You can add --single_gpu. However, torchrun is the recommended way, and you can just set GPUS=1 with that. when change it to: EXPERIMENT=VID_20230821_144722 NAME=youyic_obj GROUP=VID_20230821_obj obj_point=epoch_07142_iteration_000300000_checkpoint CHECKPOINT=logs/${GROUP}/${NAME}/${obj_point}.pt OUTPUT_MESH=${obj_point}.ply CONFIG=projects/neuralangelo/configs/custom/${EXPERIMENT}.yaml RESOLUTION=2048 BLOCK_RES=128 CUDA_VISIBLE_DEVICES=1 python projects/neuralangelo/scripts/extract_mesh.py \ --config=${CONFIG} \ --logdir=logs/${GROUP}/${NAME} \ --checkpoint=${CHECKPOINT} \ --output_file=${OUTPUT_MESH} \ --single_gpu \ --resolution=${RESOLUTION} \ --block_res=${BLOCK_RES} \ , this error happen: /work/conda/envs/mmyolo/lib/python3.8/site-packages/tinycudann-1.7-py3.8-linux-x86_64.egg/tinycudann/modules.py:53: UserWarning: tinycudann was built for lower compute capability (86) than the system's (89).

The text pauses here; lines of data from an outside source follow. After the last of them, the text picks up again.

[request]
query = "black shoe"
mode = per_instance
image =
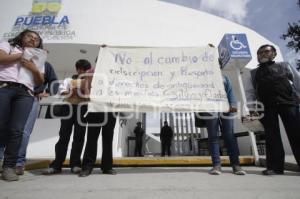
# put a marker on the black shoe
(268, 172)
(75, 170)
(85, 172)
(109, 172)
(51, 171)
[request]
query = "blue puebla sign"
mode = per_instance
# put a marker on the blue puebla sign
(44, 19)
(234, 47)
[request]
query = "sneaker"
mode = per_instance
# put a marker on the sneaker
(110, 172)
(51, 171)
(76, 170)
(20, 170)
(237, 170)
(85, 172)
(268, 172)
(9, 174)
(216, 170)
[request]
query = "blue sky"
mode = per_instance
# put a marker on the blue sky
(267, 17)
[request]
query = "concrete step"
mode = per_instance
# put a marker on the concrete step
(148, 161)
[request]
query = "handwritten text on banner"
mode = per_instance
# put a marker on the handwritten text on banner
(163, 79)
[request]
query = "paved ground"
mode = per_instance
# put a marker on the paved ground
(153, 183)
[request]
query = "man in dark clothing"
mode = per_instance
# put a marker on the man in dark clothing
(273, 87)
(166, 136)
(139, 133)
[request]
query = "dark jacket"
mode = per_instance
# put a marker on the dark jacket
(273, 84)
(50, 85)
(166, 132)
(138, 131)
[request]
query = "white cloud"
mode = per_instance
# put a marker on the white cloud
(235, 10)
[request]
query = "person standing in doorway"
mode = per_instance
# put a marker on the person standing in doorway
(166, 136)
(72, 88)
(139, 134)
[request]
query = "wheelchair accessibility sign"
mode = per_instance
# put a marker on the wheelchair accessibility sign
(234, 47)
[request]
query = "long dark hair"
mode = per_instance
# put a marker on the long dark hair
(17, 41)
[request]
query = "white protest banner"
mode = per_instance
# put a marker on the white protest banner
(158, 79)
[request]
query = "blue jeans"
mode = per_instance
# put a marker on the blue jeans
(226, 127)
(27, 132)
(15, 106)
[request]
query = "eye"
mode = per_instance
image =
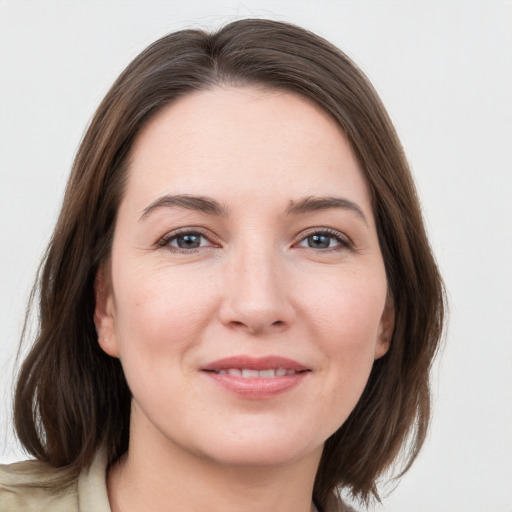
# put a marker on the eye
(324, 240)
(184, 241)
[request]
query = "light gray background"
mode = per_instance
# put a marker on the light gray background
(444, 71)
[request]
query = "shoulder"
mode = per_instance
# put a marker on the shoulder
(34, 487)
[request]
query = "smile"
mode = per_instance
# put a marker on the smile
(256, 378)
(248, 373)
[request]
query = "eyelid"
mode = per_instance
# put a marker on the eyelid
(164, 241)
(344, 240)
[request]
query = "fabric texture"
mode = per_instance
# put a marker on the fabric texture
(25, 488)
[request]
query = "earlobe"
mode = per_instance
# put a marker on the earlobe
(104, 313)
(386, 327)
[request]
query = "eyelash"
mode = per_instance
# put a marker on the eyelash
(343, 241)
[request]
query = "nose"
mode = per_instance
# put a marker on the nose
(257, 294)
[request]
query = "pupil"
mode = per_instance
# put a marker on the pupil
(319, 241)
(189, 241)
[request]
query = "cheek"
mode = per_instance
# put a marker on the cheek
(160, 313)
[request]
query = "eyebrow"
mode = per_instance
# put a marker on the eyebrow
(198, 203)
(210, 206)
(314, 204)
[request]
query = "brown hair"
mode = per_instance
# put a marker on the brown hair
(72, 398)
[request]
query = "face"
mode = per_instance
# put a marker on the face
(246, 291)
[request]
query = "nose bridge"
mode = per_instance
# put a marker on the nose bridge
(256, 295)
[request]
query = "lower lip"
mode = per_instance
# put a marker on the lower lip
(257, 388)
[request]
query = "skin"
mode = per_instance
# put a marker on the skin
(258, 284)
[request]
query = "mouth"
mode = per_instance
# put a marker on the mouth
(248, 373)
(256, 378)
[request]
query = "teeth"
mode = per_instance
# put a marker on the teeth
(248, 373)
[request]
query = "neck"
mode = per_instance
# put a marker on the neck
(162, 476)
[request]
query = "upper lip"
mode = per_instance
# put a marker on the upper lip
(254, 363)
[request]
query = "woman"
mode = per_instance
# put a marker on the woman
(239, 306)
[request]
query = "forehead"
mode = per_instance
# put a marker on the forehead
(248, 141)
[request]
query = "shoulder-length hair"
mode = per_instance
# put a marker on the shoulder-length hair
(72, 398)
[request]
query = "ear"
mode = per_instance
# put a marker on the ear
(104, 313)
(386, 327)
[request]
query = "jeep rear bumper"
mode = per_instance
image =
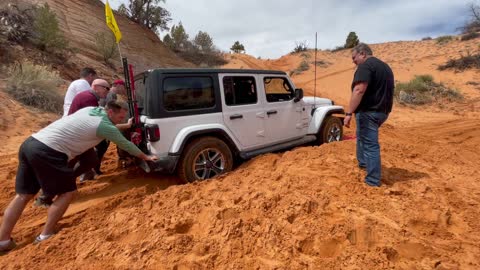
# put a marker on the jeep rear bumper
(165, 164)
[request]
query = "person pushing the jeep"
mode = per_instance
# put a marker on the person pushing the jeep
(371, 101)
(43, 163)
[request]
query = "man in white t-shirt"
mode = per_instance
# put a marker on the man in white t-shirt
(87, 75)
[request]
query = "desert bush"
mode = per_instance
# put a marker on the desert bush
(352, 40)
(338, 48)
(464, 62)
(322, 63)
(303, 66)
(443, 39)
(35, 86)
(200, 58)
(47, 34)
(16, 21)
(106, 46)
(301, 46)
(469, 36)
(422, 89)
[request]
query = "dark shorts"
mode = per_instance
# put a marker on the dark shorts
(40, 166)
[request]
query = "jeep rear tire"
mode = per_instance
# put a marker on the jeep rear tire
(204, 158)
(331, 131)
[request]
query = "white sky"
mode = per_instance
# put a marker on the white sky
(271, 28)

Performance may be suboptimal. warnings.warn(f"tinycudann was built for lower compute capability ({cc}) than the system's ({system_compute_capability}). Performance may be suboptimal.") model parameter count: 366,707,148 Initialize model weights using type: none, gain: None Using random seed 0 Allow TensorFloat32 operations on supported devices Loading checkpoint (local): logs/VID_20230821_obj/youyic_obj/epoch_07142_iteration_000300000_checkpoint.pt

  • Loading the model... Done with loading the checkpoint. Extracting surface at resolution 2048 2048 2048 Traceback (most recent call last): File "projects/neuralangelo/scripts/extract_mesh.py", line 99, in main() File "projects/neuralangelo/scripts/extract_mesh.py", line 83, in main mesh = extract_mesh(sdf_func=lambda x: -trainer.model_module.neural_sdf.sdf(x), File "/work/conda/envs/mmyolo/lib/python3.8/site-packages/torch/autograd/grad_mode.py", line 27, in decorate_context return func(*args, **kwargs) File "/home/neuralangelo/projects/neuralangelo/utils/mesh.py", line 38, in extract_mesh dist.all_gather_object(mesh_blocks_gather, mesh_blocks) File "/work/conda/envs/mmyolo/lib/python3.8/site-packages/torch/distributed/distributed_c10d.py", line 1871, in all_gather_object current_device = _get_pg_device(group) File "/work/conda/envs/mmyolo/lib/python3.8/site-packages/torch/distributed/distributed_c10d.py", line 306, in _get_pg_device if _check_for_nccl_backend(group): File "/work/conda/envs/mmyolo/lib/python3.8/site-packages/torch/distributed/distributed_c10d.py", line 1807, in _check_for_nccl_backend pg = group or _get_default_group() File "/work/conda/envs/mmyolo/lib/python3.8/site-packages/torch/distributed/distributed_c10d.py", line 584, in _get_default_group raise RuntimeError( RuntimeError: Default process group has not been initialized, please make sure to call init_process_group.
nanhui69 commented 1 year ago

how to address it?? @chenhsuanlin

chenhsuanlin commented 1 year ago

This should have already been fixed in the latest main. Can you pull and try again? Otherwise, please use torchrun as I suggested.

nanhui69 commented 1 year ago

This should have already been fixed in the latest main. Can you pull and try again? Otherwise, please use torchrun as I suggested. how to Visualize the ply file ??